If you hit a roadblock, look for tech recruiters and reach out to them directly. If the economists are right and we are indeed looking deep into a recession, there is a good chance that these layoffs will not be the last.

Whether you have received the long or short end of the consequences of being fired, protect your information. I definitely made the mistake of creating files on my Google work drive that should have been on my personal drive, but luckily I shared them with myself. Make copies to ensure you don’t get banned, and if there are any important contacts or emails you want to keep, make copies of those as well, as trying to track them down after being fired can be difficult if not. impossible.

Check your benefits

This may seem obvious to some, but when I got fired earlier this year, unemployment insurance was the last thing on my mind. Each state in the US has its own set of requirements that determine if a person can qualify for benefits, how much, and for how long. For example, in New York, you must work 2 quarters to be eligible to claim unemployment benefits; The maximum you will be granted is $504 per week and the term will extend up to 26 weeks. In Florida, you are likely to earn less, and the state has a maximum of 12 weeks to apply for unemployment insurance.

This is almost certainly a lot less than what many tech people are used to doing, but something is better than nothing. Also, many programs allow you to freelance between jobs and that income won’t affect your weekly allowance, meaning you can view unemployment as a kind of baseline to build on.

In the USA you can use this Seeking Unemployment Benefits to learn about your state’s regulations and apply online or by phone. You can apply for benefits on the day you quit, but be aware that if you received severance pay, you may not be eligible until your severance pay expires.

Check your insurance

In the United States, health insurance is often tied to your employment, which adds another layer of anguish to being fired, especially if you have dependents covered under your plan. Your employer is required by law to cover your insurance premiums by the end of the month your job ends, but that time moves quickly, especially if you get fired towards the end of the month.
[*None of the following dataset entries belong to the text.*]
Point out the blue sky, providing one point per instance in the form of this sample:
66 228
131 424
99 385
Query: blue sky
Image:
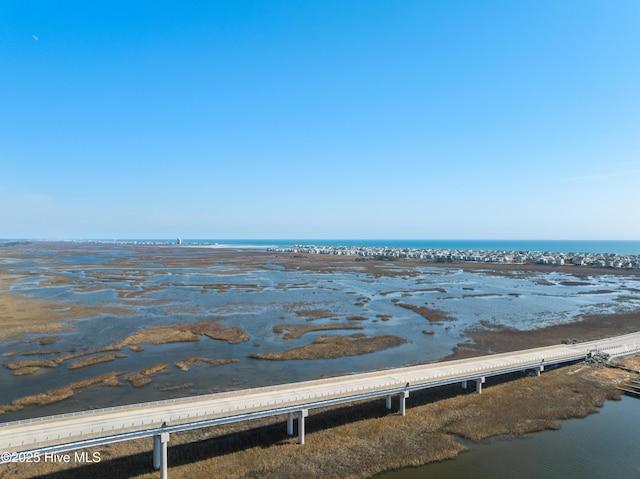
320 119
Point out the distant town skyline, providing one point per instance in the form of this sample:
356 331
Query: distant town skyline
364 119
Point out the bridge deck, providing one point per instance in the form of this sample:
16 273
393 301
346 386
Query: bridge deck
101 426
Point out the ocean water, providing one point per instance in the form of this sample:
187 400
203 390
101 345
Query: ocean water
623 247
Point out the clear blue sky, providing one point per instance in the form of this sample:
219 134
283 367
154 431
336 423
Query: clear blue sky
320 119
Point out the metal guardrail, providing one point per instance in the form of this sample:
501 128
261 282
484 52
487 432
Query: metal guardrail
305 401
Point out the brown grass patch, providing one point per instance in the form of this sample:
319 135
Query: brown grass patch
295 331
104 358
186 364
160 335
213 330
334 346
361 439
432 315
143 376
490 337
39 363
61 393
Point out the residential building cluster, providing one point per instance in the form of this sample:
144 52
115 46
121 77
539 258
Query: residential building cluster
598 260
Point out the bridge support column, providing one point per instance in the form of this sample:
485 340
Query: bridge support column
290 424
160 453
403 396
301 415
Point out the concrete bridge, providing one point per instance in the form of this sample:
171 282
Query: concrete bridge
35 438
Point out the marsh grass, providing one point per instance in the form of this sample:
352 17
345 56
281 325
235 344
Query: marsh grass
334 346
430 314
295 331
360 439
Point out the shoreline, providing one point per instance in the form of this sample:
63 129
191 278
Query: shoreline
350 441
359 440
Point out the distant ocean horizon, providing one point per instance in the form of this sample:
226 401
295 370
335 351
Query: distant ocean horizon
623 247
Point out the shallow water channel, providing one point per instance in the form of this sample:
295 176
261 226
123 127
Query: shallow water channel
603 445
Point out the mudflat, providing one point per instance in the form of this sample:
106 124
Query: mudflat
206 306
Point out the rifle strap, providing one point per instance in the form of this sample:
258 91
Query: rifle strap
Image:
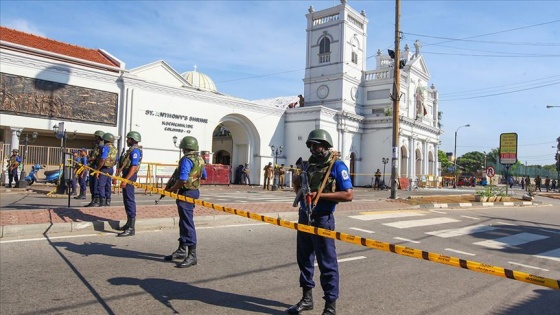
327 174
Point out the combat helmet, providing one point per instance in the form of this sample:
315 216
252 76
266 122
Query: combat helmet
135 135
189 143
108 137
319 136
If your benefits included health insurance, look into COBRA (Consolidated Consolidated Budget Reconciliation Act of 1985) to find out how long your group rate will be available to you. You should receive a package in the mail about a week after you were fired, which will include the full cost of your premiums (usually about double what you previously paid) and the period of time you may be covered by that premium. . plan. Some employers will cover your premiums long after your job ends, but make sure you complete the paperwork to ensure your coverage doesn’t end before you find a new job or a new plan.
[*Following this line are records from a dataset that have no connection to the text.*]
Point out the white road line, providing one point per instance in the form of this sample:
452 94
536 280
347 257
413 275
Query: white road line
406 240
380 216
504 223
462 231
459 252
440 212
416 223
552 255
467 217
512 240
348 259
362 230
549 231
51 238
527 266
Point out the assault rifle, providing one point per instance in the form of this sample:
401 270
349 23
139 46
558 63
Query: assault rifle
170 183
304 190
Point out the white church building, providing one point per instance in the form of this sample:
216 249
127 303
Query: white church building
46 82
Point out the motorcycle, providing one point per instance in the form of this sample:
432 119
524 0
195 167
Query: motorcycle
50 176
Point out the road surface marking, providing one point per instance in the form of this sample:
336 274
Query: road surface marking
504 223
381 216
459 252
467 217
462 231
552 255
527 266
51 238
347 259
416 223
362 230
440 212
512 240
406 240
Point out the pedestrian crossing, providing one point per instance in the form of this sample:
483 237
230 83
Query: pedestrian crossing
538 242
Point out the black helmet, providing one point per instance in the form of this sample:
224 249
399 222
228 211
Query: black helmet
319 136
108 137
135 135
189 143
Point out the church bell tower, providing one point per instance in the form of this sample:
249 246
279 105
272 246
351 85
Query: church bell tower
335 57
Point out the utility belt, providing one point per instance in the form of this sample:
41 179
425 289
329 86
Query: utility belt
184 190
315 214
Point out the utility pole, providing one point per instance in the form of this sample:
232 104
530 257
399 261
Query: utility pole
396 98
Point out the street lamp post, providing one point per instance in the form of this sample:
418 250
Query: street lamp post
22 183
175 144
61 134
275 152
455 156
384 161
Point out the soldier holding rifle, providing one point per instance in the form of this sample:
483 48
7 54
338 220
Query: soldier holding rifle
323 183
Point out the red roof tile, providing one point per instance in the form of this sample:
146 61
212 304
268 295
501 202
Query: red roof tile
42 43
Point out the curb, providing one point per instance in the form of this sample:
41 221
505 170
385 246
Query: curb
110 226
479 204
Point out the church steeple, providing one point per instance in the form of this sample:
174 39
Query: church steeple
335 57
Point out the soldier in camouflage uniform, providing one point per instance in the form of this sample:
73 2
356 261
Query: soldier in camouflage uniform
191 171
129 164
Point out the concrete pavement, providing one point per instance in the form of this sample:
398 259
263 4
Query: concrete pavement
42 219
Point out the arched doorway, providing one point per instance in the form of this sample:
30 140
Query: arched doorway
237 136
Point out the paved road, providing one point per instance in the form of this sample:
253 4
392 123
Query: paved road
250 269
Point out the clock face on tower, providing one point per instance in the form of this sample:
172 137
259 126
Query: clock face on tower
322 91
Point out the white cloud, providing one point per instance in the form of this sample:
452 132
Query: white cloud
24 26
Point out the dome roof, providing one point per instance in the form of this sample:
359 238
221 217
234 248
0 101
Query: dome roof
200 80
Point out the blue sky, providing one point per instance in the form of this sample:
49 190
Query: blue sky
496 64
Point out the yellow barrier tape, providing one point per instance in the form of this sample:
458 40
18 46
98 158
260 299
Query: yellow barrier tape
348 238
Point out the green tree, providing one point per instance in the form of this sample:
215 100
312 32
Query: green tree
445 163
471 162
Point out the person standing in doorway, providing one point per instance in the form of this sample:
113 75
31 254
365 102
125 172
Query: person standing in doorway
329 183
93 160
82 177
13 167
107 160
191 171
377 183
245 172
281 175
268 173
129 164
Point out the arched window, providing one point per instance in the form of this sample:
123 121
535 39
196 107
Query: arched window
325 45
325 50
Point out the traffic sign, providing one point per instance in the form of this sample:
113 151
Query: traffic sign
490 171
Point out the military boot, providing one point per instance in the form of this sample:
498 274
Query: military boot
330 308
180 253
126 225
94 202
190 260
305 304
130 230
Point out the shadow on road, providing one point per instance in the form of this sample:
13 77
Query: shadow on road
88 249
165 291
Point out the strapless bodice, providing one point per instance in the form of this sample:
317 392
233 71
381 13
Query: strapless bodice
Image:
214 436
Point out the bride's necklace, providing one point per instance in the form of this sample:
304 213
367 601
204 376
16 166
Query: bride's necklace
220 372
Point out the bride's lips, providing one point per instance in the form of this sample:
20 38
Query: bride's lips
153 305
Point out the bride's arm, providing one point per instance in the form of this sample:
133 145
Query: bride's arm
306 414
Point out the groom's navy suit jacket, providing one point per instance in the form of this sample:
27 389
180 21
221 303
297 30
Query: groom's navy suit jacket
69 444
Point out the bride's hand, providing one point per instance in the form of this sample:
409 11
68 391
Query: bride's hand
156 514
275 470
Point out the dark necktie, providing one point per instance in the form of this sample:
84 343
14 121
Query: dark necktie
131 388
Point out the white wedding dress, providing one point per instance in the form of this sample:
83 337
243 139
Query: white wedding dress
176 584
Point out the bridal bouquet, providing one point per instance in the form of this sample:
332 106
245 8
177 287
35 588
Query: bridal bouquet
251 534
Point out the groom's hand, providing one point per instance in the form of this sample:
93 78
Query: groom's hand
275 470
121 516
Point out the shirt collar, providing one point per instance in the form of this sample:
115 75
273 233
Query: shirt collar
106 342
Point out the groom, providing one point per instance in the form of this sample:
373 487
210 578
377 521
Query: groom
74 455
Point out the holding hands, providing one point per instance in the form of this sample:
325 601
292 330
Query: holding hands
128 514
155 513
You can also view the government sponsored insurance plans available to you using this Looking for plans. Plans vary from state to state and are highly dependent on your income status. For example, when I was an adjunct professor and making less than $30,000 a year, I was eligible for a $40/month plan with a $0 deductible and a very good network of doctors. However, now that I need a family plan that considers both my income and my household partner’s income, our plan offer actually amounted to more than my COBRA insurance, with worse rates and a weaker network of doctors. Be sure to check which plans you qualify for, but don’t be surprised if your current group rate is cheaper and better.